# Local join counts

In the following notebook we review the different type of local join counts (LJC) put forward by [Anselin and Li (2019)](https://econpapers.repec.org/article/kapjgeosy/v_3a21_3ay_3a2019_3ai_3a2_3ad_3a10.1007_5fs10109-019-00299-x.htm). LJC focus on spatial phenomenon that take on binary values (e.g. 0 or 1). This suite of exploratory statistics is especially useful to analysts who want to focus on different types of what Anselin and Li call 'co-location'; that is, the presence or absence of specific 0 or 1 values. 

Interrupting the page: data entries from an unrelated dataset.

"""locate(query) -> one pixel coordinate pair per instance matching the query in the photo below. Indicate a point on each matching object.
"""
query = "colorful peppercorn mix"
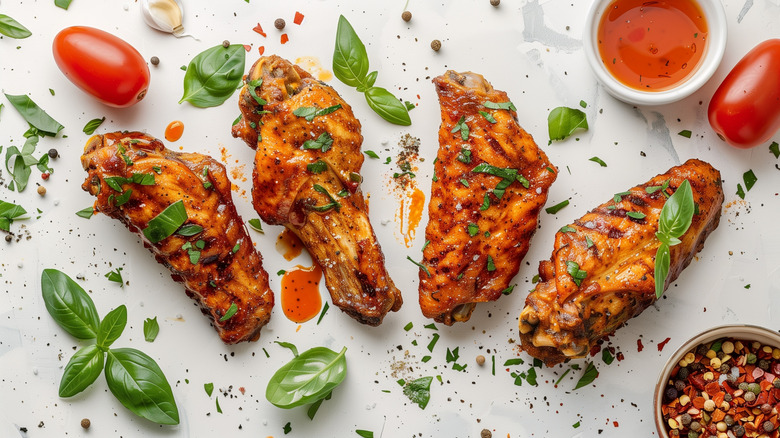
(726, 389)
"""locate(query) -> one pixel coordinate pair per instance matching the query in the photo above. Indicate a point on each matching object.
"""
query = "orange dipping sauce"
(652, 45)
(301, 300)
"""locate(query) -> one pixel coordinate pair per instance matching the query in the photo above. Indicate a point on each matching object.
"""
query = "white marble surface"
(530, 49)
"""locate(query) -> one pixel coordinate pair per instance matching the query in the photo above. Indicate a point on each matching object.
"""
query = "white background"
(530, 49)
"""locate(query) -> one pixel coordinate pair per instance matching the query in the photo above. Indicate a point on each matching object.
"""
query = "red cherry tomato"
(101, 64)
(745, 109)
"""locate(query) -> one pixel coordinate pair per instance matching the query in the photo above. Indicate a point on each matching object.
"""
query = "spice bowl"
(701, 397)
(636, 55)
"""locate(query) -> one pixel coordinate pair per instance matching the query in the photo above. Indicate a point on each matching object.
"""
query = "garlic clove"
(163, 15)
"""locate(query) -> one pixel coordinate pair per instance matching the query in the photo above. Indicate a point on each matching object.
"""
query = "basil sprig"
(350, 65)
(307, 378)
(563, 121)
(12, 28)
(674, 221)
(213, 75)
(133, 377)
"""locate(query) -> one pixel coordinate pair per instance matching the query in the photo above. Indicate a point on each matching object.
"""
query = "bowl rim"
(717, 25)
(737, 331)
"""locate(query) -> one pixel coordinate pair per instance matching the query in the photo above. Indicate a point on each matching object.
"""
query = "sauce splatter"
(289, 245)
(174, 130)
(312, 65)
(301, 300)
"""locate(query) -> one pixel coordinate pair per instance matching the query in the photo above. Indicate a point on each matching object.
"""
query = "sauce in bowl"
(652, 45)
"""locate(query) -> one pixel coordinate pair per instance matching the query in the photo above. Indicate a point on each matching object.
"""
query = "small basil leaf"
(387, 106)
(213, 75)
(12, 28)
(350, 60)
(307, 378)
(69, 305)
(139, 384)
(111, 327)
(563, 121)
(81, 371)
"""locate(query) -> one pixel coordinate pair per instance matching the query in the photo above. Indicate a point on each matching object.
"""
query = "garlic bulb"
(163, 15)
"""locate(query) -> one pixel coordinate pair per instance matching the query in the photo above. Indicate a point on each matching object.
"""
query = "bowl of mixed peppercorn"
(723, 383)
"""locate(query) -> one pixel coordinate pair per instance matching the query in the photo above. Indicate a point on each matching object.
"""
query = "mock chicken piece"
(601, 273)
(180, 205)
(491, 181)
(307, 178)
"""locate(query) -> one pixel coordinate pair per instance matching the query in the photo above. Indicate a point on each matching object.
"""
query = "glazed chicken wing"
(563, 319)
(135, 179)
(491, 181)
(306, 177)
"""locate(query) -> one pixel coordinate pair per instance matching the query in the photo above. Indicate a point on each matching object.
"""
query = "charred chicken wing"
(306, 177)
(180, 205)
(601, 273)
(490, 182)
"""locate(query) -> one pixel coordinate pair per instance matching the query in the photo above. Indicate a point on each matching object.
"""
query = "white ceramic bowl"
(716, 45)
(737, 331)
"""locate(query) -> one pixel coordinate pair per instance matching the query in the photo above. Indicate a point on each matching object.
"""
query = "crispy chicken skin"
(562, 320)
(323, 206)
(474, 252)
(229, 269)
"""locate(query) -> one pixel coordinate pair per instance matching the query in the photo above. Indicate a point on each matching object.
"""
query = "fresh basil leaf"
(111, 327)
(8, 213)
(166, 222)
(419, 391)
(92, 125)
(350, 60)
(151, 329)
(588, 376)
(662, 262)
(677, 212)
(139, 384)
(34, 115)
(12, 28)
(81, 371)
(307, 378)
(213, 75)
(69, 305)
(388, 106)
(563, 121)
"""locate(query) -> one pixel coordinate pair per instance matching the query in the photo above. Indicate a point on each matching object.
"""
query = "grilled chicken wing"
(306, 177)
(561, 319)
(491, 181)
(135, 178)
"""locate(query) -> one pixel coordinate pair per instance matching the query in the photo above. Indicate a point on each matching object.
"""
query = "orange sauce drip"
(652, 45)
(301, 300)
(289, 245)
(410, 214)
(174, 130)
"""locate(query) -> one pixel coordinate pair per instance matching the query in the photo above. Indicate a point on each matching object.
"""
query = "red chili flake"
(259, 29)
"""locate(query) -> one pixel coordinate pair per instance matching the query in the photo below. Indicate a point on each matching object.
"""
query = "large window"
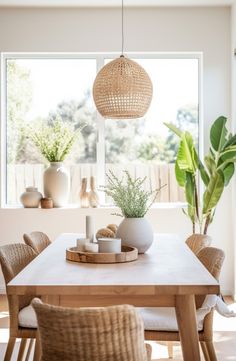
(39, 88)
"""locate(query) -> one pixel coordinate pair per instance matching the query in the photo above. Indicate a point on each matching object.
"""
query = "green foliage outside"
(215, 173)
(19, 99)
(128, 194)
(125, 141)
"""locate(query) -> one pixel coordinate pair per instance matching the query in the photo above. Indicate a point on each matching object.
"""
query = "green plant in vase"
(129, 195)
(55, 143)
(215, 172)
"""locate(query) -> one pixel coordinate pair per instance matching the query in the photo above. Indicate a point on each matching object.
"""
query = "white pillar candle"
(81, 243)
(89, 228)
(91, 247)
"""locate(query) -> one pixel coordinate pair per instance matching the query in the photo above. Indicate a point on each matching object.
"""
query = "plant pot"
(57, 184)
(197, 242)
(135, 232)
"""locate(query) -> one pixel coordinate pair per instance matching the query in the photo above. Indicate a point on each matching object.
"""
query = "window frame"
(100, 58)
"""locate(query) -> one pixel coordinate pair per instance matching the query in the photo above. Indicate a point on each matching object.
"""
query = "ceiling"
(114, 3)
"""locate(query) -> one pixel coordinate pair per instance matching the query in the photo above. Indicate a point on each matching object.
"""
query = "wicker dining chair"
(196, 242)
(88, 334)
(37, 240)
(23, 322)
(212, 258)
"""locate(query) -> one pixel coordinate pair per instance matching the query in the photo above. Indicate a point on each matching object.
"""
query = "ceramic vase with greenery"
(55, 143)
(134, 202)
(215, 172)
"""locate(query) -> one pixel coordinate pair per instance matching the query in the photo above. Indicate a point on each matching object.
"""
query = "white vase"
(57, 184)
(31, 197)
(136, 232)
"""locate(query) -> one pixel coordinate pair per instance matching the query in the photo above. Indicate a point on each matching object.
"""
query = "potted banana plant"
(215, 172)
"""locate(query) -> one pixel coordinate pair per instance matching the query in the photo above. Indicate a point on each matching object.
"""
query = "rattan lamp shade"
(122, 90)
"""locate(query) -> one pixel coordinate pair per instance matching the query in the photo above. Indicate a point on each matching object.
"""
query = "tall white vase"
(135, 232)
(57, 184)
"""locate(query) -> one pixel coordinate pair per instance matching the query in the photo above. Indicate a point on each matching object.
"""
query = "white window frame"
(100, 61)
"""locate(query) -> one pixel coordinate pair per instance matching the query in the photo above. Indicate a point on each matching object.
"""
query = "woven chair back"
(37, 240)
(196, 242)
(13, 258)
(88, 334)
(212, 258)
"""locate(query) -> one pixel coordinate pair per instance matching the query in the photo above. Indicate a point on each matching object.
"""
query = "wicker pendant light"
(122, 88)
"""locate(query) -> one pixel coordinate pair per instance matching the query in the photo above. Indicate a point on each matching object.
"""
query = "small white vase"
(57, 184)
(31, 197)
(135, 232)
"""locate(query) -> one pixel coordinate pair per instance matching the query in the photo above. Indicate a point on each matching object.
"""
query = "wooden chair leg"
(204, 351)
(170, 349)
(21, 349)
(10, 347)
(29, 349)
(211, 351)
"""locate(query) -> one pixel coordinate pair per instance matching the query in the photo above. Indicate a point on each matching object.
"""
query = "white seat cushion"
(27, 317)
(164, 318)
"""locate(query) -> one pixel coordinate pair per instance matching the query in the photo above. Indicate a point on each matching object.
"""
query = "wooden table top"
(168, 268)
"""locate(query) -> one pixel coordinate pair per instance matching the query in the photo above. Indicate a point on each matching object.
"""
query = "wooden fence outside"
(20, 176)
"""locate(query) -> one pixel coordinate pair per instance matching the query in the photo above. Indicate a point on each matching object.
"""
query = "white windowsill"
(172, 205)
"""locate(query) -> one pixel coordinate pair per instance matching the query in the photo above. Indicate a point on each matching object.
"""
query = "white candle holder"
(109, 245)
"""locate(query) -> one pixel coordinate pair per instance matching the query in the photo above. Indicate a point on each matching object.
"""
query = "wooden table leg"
(186, 317)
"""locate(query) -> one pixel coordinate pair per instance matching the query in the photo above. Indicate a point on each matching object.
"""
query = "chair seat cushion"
(27, 317)
(164, 318)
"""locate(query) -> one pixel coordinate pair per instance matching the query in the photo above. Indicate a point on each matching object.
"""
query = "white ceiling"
(108, 3)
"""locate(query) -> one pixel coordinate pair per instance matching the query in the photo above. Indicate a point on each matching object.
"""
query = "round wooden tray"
(127, 254)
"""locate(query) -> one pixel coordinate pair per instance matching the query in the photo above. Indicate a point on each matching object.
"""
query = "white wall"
(154, 29)
(233, 111)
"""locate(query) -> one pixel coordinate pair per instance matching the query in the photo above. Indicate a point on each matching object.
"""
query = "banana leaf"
(228, 173)
(180, 175)
(185, 156)
(218, 134)
(213, 192)
(228, 153)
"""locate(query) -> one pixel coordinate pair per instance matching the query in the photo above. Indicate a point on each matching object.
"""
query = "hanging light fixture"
(122, 88)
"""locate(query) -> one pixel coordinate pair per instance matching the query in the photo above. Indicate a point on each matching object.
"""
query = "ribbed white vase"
(57, 184)
(135, 232)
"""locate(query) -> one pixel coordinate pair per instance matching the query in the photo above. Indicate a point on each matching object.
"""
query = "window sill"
(172, 205)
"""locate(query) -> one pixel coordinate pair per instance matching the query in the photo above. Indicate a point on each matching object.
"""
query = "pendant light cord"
(122, 26)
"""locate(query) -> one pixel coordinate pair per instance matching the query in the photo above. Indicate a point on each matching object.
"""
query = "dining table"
(167, 275)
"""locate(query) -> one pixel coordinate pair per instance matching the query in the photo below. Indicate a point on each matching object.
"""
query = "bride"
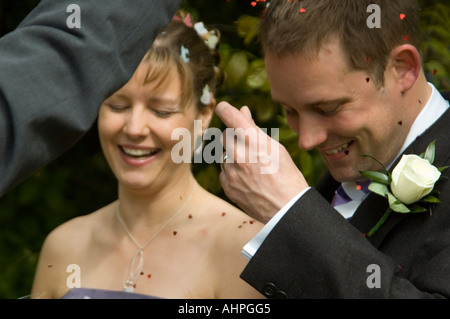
(165, 236)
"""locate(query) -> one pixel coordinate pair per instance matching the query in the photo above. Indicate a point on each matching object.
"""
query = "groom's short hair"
(304, 26)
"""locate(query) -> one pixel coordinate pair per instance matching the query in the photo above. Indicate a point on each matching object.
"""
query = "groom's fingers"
(233, 118)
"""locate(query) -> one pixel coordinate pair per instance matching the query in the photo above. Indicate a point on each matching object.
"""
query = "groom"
(348, 91)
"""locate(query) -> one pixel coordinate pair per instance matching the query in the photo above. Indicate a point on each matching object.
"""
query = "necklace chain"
(133, 270)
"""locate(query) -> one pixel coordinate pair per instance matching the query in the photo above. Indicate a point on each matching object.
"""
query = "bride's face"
(135, 128)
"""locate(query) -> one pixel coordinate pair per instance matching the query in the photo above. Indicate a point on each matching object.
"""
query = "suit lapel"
(374, 206)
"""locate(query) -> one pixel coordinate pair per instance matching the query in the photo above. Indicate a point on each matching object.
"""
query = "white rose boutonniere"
(410, 187)
(413, 178)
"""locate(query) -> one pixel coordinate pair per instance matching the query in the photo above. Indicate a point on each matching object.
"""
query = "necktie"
(349, 196)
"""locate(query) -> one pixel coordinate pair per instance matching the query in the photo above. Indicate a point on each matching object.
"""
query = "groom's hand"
(259, 174)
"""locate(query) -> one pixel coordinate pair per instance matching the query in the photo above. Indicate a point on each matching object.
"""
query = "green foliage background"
(80, 181)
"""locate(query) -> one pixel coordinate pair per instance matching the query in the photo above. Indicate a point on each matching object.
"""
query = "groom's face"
(339, 111)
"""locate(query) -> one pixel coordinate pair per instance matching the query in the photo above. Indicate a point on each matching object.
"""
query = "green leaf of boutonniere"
(429, 153)
(379, 177)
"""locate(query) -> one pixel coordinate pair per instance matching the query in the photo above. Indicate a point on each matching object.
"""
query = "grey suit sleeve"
(54, 78)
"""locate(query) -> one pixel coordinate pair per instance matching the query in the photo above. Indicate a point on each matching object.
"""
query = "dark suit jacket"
(313, 252)
(53, 78)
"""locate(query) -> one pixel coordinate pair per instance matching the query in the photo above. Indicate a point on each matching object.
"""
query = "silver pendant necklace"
(133, 271)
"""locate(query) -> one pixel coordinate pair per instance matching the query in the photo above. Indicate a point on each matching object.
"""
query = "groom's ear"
(406, 65)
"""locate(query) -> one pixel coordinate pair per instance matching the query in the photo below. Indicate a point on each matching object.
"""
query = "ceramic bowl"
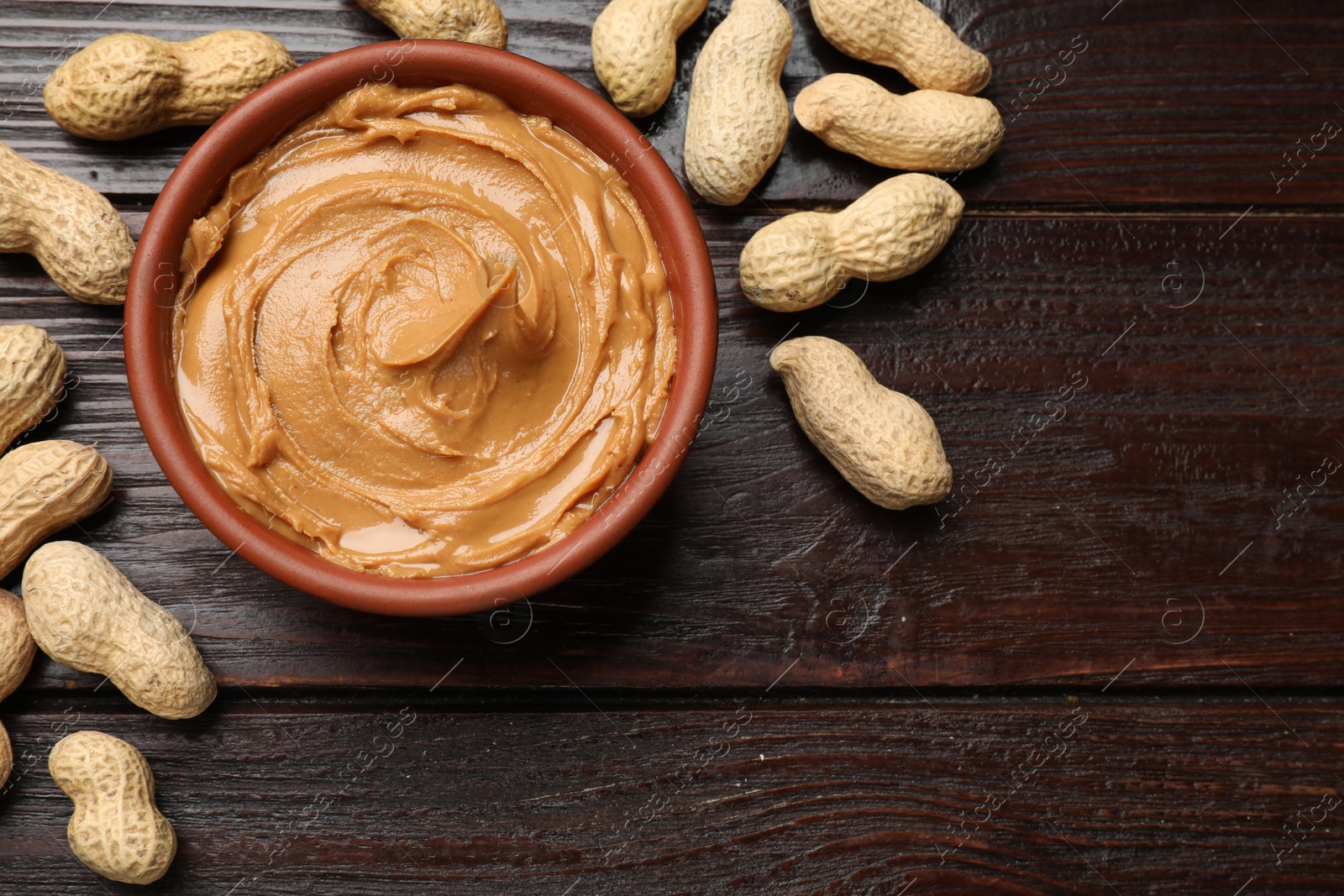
(255, 123)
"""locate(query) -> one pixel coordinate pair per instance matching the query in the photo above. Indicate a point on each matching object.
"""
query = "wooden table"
(1109, 665)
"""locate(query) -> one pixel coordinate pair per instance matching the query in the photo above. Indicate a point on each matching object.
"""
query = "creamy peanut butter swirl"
(423, 332)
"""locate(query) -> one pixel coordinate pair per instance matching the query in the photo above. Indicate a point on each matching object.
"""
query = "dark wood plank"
(1183, 103)
(1048, 795)
(1151, 513)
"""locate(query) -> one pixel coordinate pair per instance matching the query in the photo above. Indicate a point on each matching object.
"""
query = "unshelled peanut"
(738, 117)
(891, 231)
(468, 20)
(921, 130)
(880, 441)
(905, 35)
(46, 486)
(635, 50)
(17, 652)
(116, 829)
(84, 613)
(71, 228)
(33, 372)
(127, 85)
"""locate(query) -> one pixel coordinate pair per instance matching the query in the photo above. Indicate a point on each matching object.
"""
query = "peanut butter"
(423, 333)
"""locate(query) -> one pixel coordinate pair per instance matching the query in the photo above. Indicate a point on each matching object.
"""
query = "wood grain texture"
(1047, 795)
(1189, 102)
(1151, 513)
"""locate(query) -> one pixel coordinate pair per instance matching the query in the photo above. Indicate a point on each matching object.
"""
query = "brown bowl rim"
(272, 110)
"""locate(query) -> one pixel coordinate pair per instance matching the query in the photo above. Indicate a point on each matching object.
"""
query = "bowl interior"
(255, 123)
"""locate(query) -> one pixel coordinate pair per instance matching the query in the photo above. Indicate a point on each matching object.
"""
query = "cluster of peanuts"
(884, 443)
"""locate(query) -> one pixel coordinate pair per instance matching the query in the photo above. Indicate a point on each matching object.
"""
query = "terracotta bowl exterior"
(257, 121)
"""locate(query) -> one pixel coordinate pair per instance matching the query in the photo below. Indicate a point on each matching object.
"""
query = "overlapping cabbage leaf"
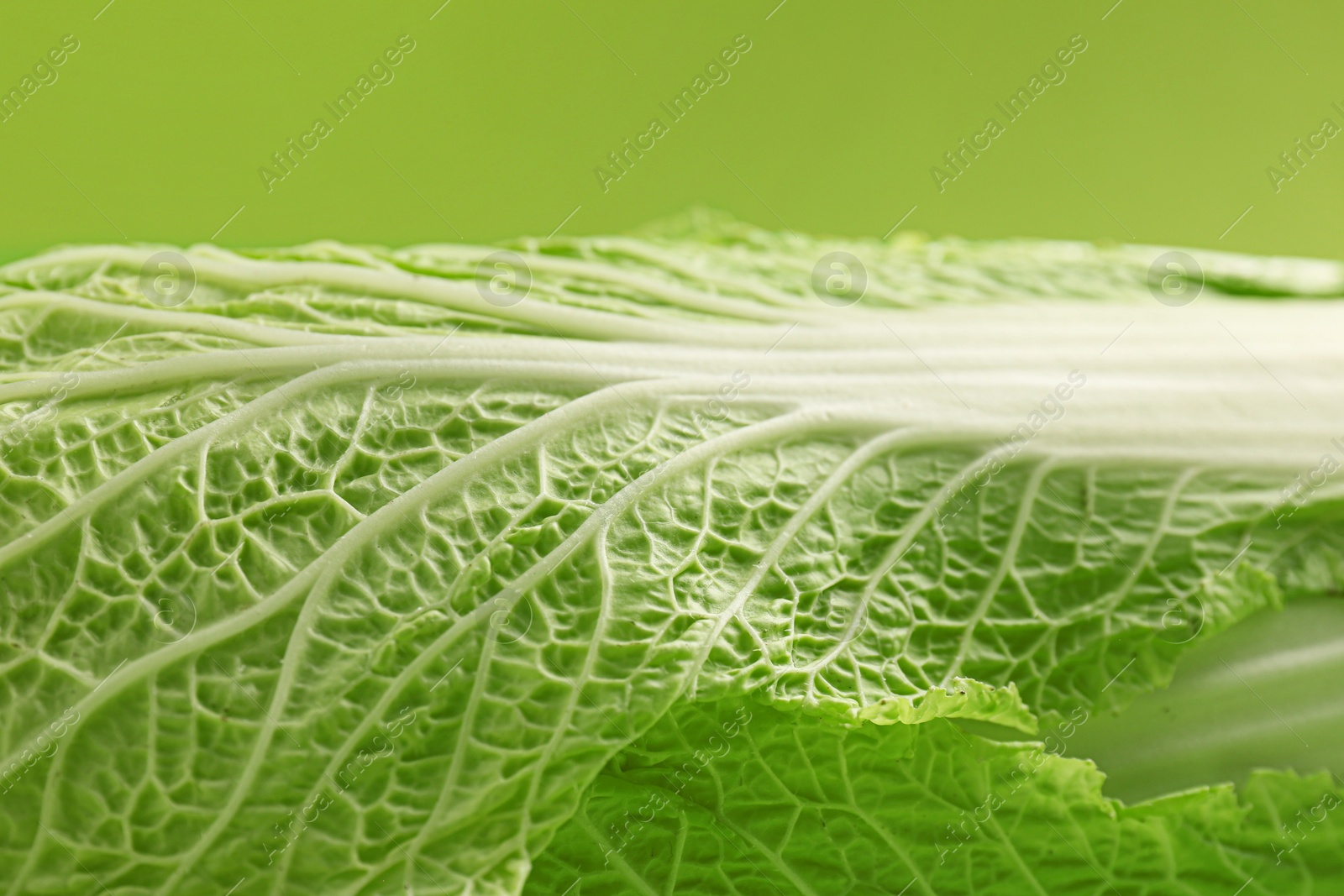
(652, 570)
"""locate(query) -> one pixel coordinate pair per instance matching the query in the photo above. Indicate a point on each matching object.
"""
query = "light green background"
(831, 123)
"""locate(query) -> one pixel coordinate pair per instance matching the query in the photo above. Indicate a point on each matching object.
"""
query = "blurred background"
(497, 121)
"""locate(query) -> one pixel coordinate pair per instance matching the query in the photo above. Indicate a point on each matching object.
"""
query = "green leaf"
(336, 577)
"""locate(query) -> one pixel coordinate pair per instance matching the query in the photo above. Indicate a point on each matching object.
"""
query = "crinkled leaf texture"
(336, 578)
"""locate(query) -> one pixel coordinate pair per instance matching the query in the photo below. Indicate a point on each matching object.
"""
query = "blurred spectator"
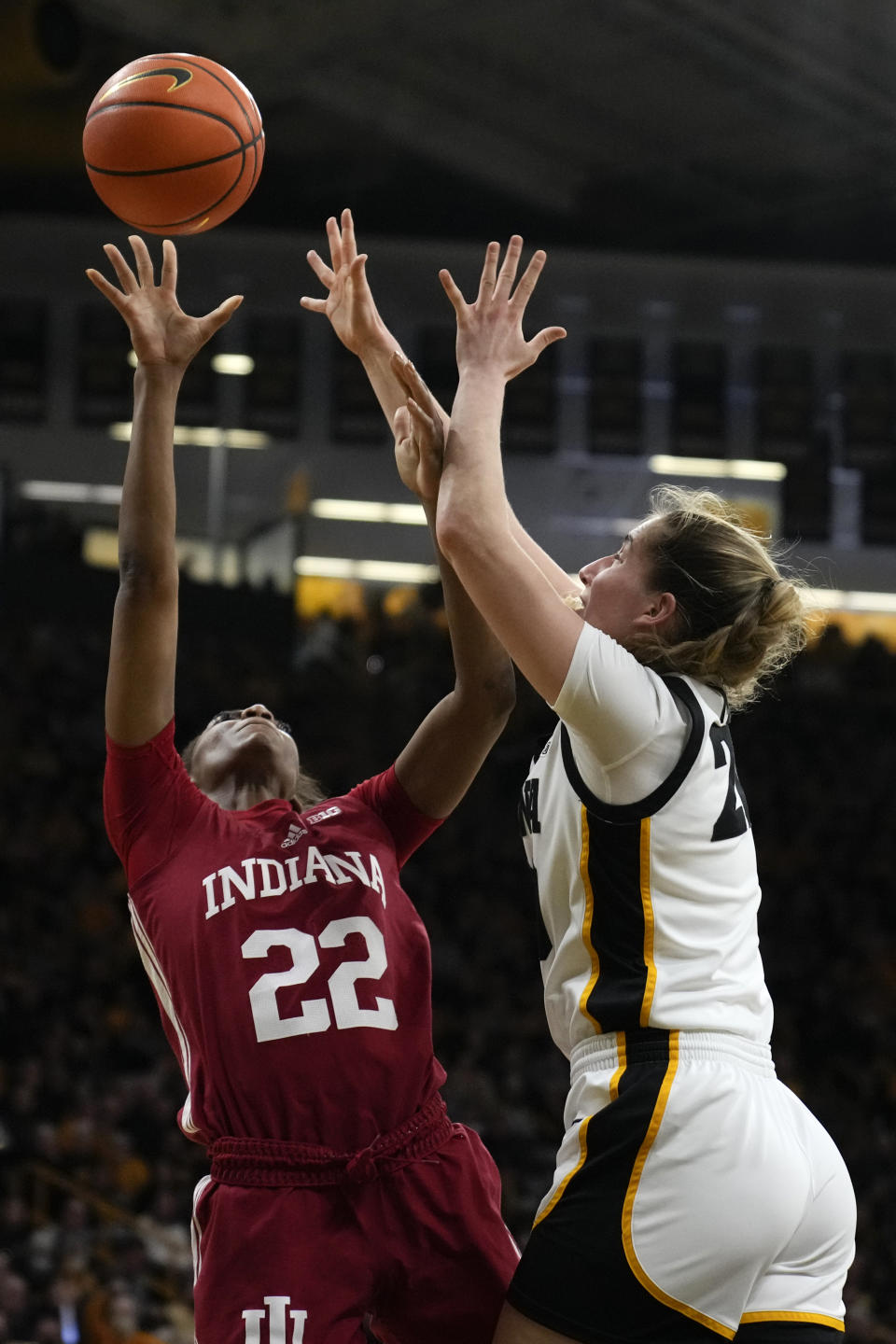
(95, 1178)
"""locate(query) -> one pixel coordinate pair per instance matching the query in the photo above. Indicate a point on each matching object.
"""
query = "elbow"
(143, 578)
(459, 537)
(493, 699)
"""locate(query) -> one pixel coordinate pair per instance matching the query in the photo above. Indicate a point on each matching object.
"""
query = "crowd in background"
(95, 1178)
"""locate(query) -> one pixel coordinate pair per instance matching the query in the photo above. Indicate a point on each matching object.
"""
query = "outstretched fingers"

Note that there are three versions of the LJC:

- univariate LJC
- bivariate LJC (case 1)
- bivariate LJC (case 2)
- multivariate LJC

The utility of each of these statistics will be reviewed in brief. 

## Univariate LJC

The univariate LJC is a the local version of the 'black-black' or BB statistic. This statistic describes the count of the neighbors, $x_j$, of a given unit, $x_i$, that are equal to 1 when the unit is also equal to 1. Formally: 

Eq 1. $$BB_i = x_i \sum_{j} w_{ij} x_j$$

It is important to note that when a given unit $x_i$ is equal to 0, the statistic also becomes 0. Anselin and Li describe the application of this statisttic as:

> Hence, the local join count statistic is only meaningful to assess whether locations with an “event” (i.e., xi = 1 ) are surrounded by more locations with events than would be the case under spatial randomness.

We can apply the PySAL implementation of the univariate LJC statistic to its original implementation in [GeoDa](https://geodacenter.github.io/workbook/6a_local_auto/lab6a.html#local-join-count-statistic). We first load in the Guerry dataset and convert the column `Donats` to binary column. This new binary column has a value of 1 for the top three groupings of `Donats` based on a Natural Breaks classification method (and 0 for otherwise).

In [1]:
import libpysal
import geopandas as gpd
guerry = libpysal.examples.load_example('Guerry')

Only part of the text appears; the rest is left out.